Ctgf expression depends on Yap/Taz transcriptional activity in the CVP and is required for dCVP regression.

(A and B) Expression patterns of ctgf mRNA at 28 and 30 hpf are shown. Embryos of Tg(fli1: gal4dbd-vp16);(UAS: EGFP-hTead2ΔN) and Tg(fli1: gal4dbd-vp16) are indicated as hTeadΔN and Gal4-vp16, respectively. A sense probe was used to confirm the specificity of the antisense probe reaction. Enlarged images in (A) are also shown. (C and D) Lateral single-slice images of the CVP region at 36 hpf are shown. Injection (-): embryos not injected; ctgf WT: injected with UAS-zctgfa-EGFP. White color shows mCherry signals. Scale bar: 100 μm. Quantified results are also shown.

Actin polymerization is induced by Yap/Taz transcriptional activity in the CVP.

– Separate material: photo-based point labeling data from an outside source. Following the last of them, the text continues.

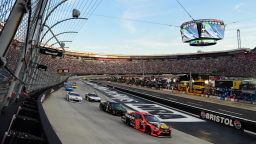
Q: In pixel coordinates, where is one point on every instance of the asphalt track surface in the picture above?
(207, 130)
(84, 123)
(237, 112)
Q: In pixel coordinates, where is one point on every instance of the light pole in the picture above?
(62, 43)
(59, 22)
(67, 32)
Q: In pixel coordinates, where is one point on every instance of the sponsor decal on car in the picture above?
(221, 119)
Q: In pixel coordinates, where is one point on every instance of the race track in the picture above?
(84, 123)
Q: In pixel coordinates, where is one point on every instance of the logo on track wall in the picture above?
(221, 119)
(163, 113)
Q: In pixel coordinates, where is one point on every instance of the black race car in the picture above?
(92, 97)
(113, 108)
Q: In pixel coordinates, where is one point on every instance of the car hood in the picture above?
(160, 125)
(75, 97)
(98, 98)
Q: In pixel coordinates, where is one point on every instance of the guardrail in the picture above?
(217, 117)
(30, 123)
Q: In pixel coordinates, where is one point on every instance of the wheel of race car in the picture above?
(127, 122)
(148, 130)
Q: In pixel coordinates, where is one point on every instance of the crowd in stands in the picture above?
(240, 65)
(160, 83)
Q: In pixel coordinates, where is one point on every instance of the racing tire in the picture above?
(148, 130)
(113, 112)
(127, 122)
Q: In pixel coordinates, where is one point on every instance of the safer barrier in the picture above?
(220, 118)
(30, 124)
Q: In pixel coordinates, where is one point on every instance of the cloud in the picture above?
(240, 9)
(237, 7)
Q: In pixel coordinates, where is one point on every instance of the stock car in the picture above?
(146, 123)
(92, 97)
(74, 85)
(113, 108)
(75, 97)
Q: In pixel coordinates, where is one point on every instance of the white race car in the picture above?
(75, 97)
(92, 97)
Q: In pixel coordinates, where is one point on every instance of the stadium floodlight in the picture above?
(76, 13)
(52, 10)
(2, 62)
(61, 44)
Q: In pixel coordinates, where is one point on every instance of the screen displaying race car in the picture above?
(113, 108)
(146, 123)
(92, 97)
(75, 97)
(211, 29)
(189, 31)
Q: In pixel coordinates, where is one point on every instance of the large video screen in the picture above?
(189, 31)
(212, 29)
(204, 28)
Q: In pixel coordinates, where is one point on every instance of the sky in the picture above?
(117, 32)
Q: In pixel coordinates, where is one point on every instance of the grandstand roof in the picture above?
(174, 56)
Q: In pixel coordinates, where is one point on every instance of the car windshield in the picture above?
(74, 94)
(117, 106)
(151, 118)
(93, 95)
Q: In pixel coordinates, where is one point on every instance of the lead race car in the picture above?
(147, 123)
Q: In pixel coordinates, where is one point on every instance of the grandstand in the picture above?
(235, 63)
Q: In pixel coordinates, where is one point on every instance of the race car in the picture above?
(113, 108)
(75, 97)
(74, 85)
(147, 123)
(68, 88)
(92, 97)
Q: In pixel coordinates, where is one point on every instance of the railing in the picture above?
(30, 123)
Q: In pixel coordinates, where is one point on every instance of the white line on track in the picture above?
(230, 112)
(194, 103)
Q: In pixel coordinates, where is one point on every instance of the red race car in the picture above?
(147, 123)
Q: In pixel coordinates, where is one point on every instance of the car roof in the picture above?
(74, 93)
(143, 113)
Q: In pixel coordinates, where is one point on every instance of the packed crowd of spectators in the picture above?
(238, 65)
(161, 83)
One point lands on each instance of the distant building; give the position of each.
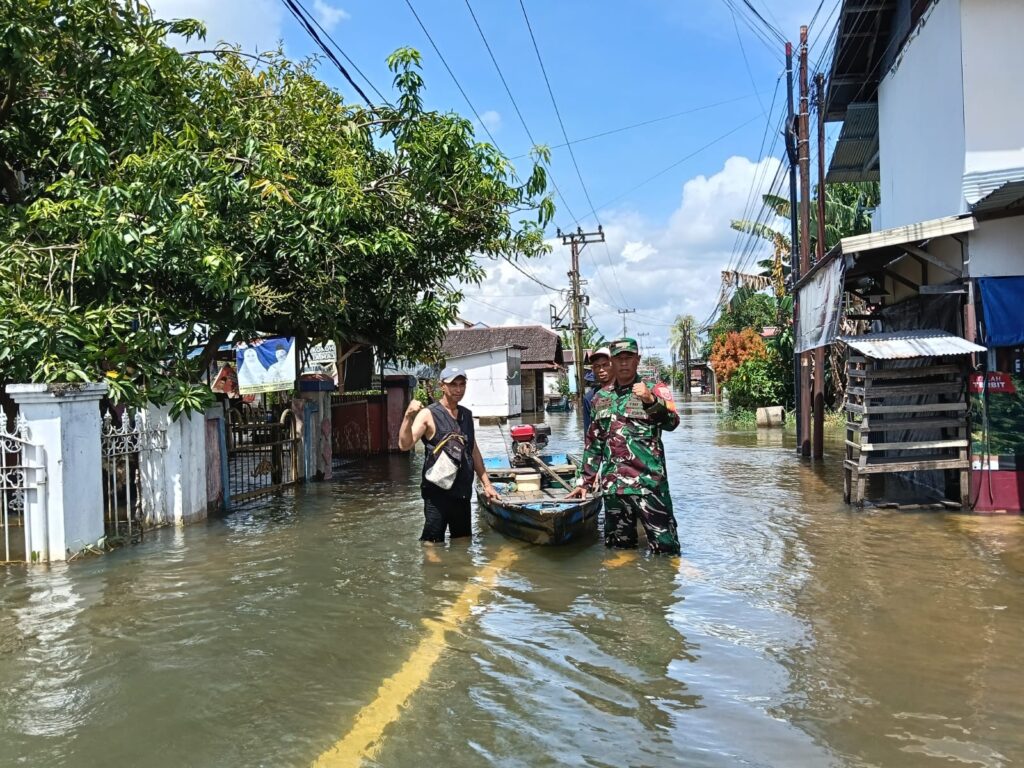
(932, 104)
(540, 359)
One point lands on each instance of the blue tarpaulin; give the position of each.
(1003, 303)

(A, B, and C) Images of a phalloidin stain of indicated embryos at 36 hpf are shown. Embryos of Tg(fli1: gal4dbd-vp16);(UAS: EGFP-hTead2ΔN);(UAS: mCherry) and Tg(fli1: gal4dbd-vp16);(UAS: mCherry) are indicated as hTeadΔN and Gal4-vp16, respectively. White represents the phalloidin stain. Red indicates mCherry signals. Scale bars: 50 μm. Time-dependent change in the phalloidin stain during CVP formation were also analyzed and shown in (C). Solid squares and error bars represent means and SDs. (D) Cell densities of endothelial cells forming the CVP in embryos are shown. Each dot represents one embryo, and solid squares and error bars represent means and SDs. (E) Enlarged images of (A) are shown. Scale bar: 10 μm.

Actin polymerization is required for dCVP regression.

(A) Image of phalloidin stain (white) merged with the mCherry signal (red) in indicated embryos treated with 0 μM or 7.5 μM Cytochalashin B from 30–37 are shown. Scale bars: 100 μm. (B) Representative images for gating of the segmented dCVP area in embryos are shown. The Tg(fli1: gal4dbd-vp16);(UAS: mCherry) embryos treated with 15 μM Cytochalasin B (Cyto.B) or 0.1 μM Latrunculin A (Lat.A) from 30–37 hpf. White color shows mCherry signals. Scale bars: 50 μm. The area of segmented dCVP, gated as indicated in (B) were quantified. The numbers of embryos analyzed are shown at the top of each bar. Each dot represents one embryo, and solid squares and error bars indicate means and SDs.